Back in December I got some Mellanox ConnectX-6 Dx, now I finally got around to playing with them. I got them because I was interested in two features:
[#]networking #mellanox #tls #homelab
=> More informations about this toot | More toots from electronic_eel@treehouse.systems
I hoped that TLS-offloading would increase throughput or at least keep throughput but reduce cpu load. But when you look at the throughput graph, the TLS-offloading (nginx+hw) is completely useless for small transfers. I'd have needed log charts to better show this, 8.7 MByte/s total for 500 clients repeatedly requesting a file of 10 kBytes. The regular userspace-only nginx can do 323 MBytes/s for the same load. Even with 100 kBytes requests it is still useless (83 MBytes/s).
It only becomes useful in the region somwhere between 1 and 10 MBytes file size.
While offloading TLS to the kernel (kTLS) has some setup cost, it pays off from shortly after 100k, offloading the transmission to the network card seems to be much slower. Since the CPU is nearly idle during this time it seems like setting up the offload is somehow implemented inefficiently.
=> View attached media | View attached media
=> More informations about this toot | More toots from electronic_eel@treehouse.systems
Another problem I found is that the TLS hardware offload only seems to support TLS 1.2 ciphers. The datasheet from Mellanox/Nvidia claims "AES-GCM 128/256-bit key" and doesn't give more details.
It worked with the TLS 1.2 cipher ECDHE-RSA-AES256-GCM-SHA384. But as soon as I switched to TLS 1.3 and tried to use for example TLS_AES_256_GCM_SHA384, the kernel didn't use the hardware offload anymore. I'm not a crypto expert, but I'd say that encrypting the actual data after setting up the TLS session once should be the same for both.
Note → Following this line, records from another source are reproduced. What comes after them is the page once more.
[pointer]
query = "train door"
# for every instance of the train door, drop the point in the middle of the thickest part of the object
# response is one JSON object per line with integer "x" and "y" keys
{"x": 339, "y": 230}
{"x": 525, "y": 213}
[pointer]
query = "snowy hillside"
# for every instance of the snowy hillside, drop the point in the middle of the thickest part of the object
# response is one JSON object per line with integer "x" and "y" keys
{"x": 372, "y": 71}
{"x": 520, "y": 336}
So it could be a kernel issue.
=> More informations about this toot | More toots from electronic_eel@treehouse.systems
Setting up the hardware offload was totally easy and painless:
ssl_conf_command Options KTLS; in nginx.conf and then ethtool -K tls-hw-tx-offload on; ethtool -K tls-hw-rx-offload on;, for both nics of the bond.
An easy way to verify is looking at /proc/net/tls_stat.
A website with some helpful info is https://delthas.fr/blog/2023/kernel-tls/ , although the info that only AES128 works seems to be outdated as I got AES256 to work without problems as long as I stayed in TLS1.2.
=> More informations about this toot | More toots from electronic_eel@treehouse.systems
As server I used an Epyc 7232P (8-core, Zen 2) with kernel 6.7.9 (elrepo ml), stock kernel mlx5 driver, nginx 1.22.1 and the rest is a stock Rocky 9.3 linux.
The client is a much faster Ryzen 7950X3D (16-core, Zen 4). I set it up like this to really benchmark the server side and not the client.
Both were equipped with a ConnectX-6 Dx card and connected with 2 LACP-bonded 25 GBit/s links, xmit hash layer3+4, so a theoretical bandwidth of 50 GBit/s. I did not use any TLS offloading on the client since it is much faster than the server and never really got warm during the tests.
I used static files on disk on the server, sendfile on, TLS session caching off, socket reuse on.
On the client I used wrk with --header "Connection: Close" to simulate many users downloading a single file and not a few downloading much.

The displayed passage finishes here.